The Obidi Correspondence Principle (OCP) and the Obidi Conjecture of the Theory of Entropicity (ToE)

The Obidi Correspondence Principle (OCP) and the Obidi Conjecture of the Theory of Entropicity (ToE)

The Obidi Correspondence Principle (OCP) and the Obidi Conjecture are key components of John Onimisi Obidi’s "Theory of Entropicity" (ToE), which redefines entropy as a fundamental, dynamic field governing time, causality, and motion.

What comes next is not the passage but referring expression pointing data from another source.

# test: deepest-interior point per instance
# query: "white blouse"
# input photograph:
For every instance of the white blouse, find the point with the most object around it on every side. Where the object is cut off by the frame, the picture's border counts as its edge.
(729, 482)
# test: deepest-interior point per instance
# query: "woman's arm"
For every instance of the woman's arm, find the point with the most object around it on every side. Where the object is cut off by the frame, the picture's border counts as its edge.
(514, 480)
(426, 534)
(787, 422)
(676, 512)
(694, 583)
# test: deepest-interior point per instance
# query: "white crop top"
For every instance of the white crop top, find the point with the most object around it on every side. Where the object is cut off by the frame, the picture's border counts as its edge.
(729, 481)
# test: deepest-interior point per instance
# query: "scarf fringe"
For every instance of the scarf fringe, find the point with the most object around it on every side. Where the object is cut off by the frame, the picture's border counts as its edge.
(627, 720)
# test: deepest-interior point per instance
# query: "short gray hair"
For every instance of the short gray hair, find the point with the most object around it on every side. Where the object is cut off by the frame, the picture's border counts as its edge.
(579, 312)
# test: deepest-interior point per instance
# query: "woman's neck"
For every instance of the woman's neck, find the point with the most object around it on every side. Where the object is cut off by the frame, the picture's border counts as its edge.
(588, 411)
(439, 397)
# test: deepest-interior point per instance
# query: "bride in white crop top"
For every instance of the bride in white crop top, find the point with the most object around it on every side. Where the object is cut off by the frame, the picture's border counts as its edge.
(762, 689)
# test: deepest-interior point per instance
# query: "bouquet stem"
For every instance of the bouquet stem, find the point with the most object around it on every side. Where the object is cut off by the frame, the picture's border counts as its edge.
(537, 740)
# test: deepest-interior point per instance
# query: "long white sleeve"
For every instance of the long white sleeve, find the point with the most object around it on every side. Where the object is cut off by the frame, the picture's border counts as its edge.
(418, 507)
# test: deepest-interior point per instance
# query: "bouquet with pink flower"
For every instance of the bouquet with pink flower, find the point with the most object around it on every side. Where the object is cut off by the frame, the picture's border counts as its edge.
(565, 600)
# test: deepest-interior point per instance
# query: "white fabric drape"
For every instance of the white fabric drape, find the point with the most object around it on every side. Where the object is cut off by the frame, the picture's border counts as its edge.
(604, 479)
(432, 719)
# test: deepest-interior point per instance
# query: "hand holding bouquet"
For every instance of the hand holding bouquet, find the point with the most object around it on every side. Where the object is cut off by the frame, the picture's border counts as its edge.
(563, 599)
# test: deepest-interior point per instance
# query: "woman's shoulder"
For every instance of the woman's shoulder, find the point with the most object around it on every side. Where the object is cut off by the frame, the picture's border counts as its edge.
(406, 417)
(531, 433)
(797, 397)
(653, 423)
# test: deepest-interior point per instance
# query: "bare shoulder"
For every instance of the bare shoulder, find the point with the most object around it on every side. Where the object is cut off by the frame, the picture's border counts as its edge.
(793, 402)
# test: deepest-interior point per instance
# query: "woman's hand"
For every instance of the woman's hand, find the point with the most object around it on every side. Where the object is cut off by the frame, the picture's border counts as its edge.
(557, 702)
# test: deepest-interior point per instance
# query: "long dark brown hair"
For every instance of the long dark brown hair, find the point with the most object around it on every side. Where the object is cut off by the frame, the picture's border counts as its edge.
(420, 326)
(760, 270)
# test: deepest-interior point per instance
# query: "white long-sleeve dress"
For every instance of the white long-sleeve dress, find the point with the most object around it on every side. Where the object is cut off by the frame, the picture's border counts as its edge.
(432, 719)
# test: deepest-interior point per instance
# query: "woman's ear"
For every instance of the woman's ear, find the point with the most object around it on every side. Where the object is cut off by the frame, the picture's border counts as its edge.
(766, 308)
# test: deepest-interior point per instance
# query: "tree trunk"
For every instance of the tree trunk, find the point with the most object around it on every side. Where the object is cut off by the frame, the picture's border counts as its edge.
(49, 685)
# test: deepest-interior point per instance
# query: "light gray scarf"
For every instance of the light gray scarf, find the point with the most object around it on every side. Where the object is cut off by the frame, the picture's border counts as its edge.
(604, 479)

The OCP proposes a unified framework bridging information geometry, quantum processes, and gravity via an entropic field, going beyond standard classical-quantum correspondence.

The Obidi Correspondence Principle (OCP) & ToE

Fundamental Premise:

The Theory of Entropicity (ToE) posits that entropy is not just a statistical measure but the foundational physical field governing the universe.

The OCP/Action Principle:

The theory is centered on the "Obidi Action" (both Local and Spectral), which acts as a variational principle governing the evolution of this entropic field, similar to the principle of least action in classical mechanics.

Scope:

OCP attempts to unify gravity, time, quantum processes, and information geometry.

Beyond Holography:

ToE is presented as a framework that extends beyond standard holographic pseudo-entropy methods, providing a fully nonlinear, time-asymmetric unification.

The Obidi Conjecture

Core Claim:

The Conjecture asserts that the Master Entropic Equation derived from the Obidi Action describes the fundamental dynamics of all physical interactions, unifying disparate aspects of classical and quantum behavior under a single Entropic Field.

Goal:

To establish a consistent theoretical basis for irreversible dynamics and quantum mechanics, which the Theory of Entropicity (ToE) claims cannot be fully resolved with only holographic or standard quantum methods.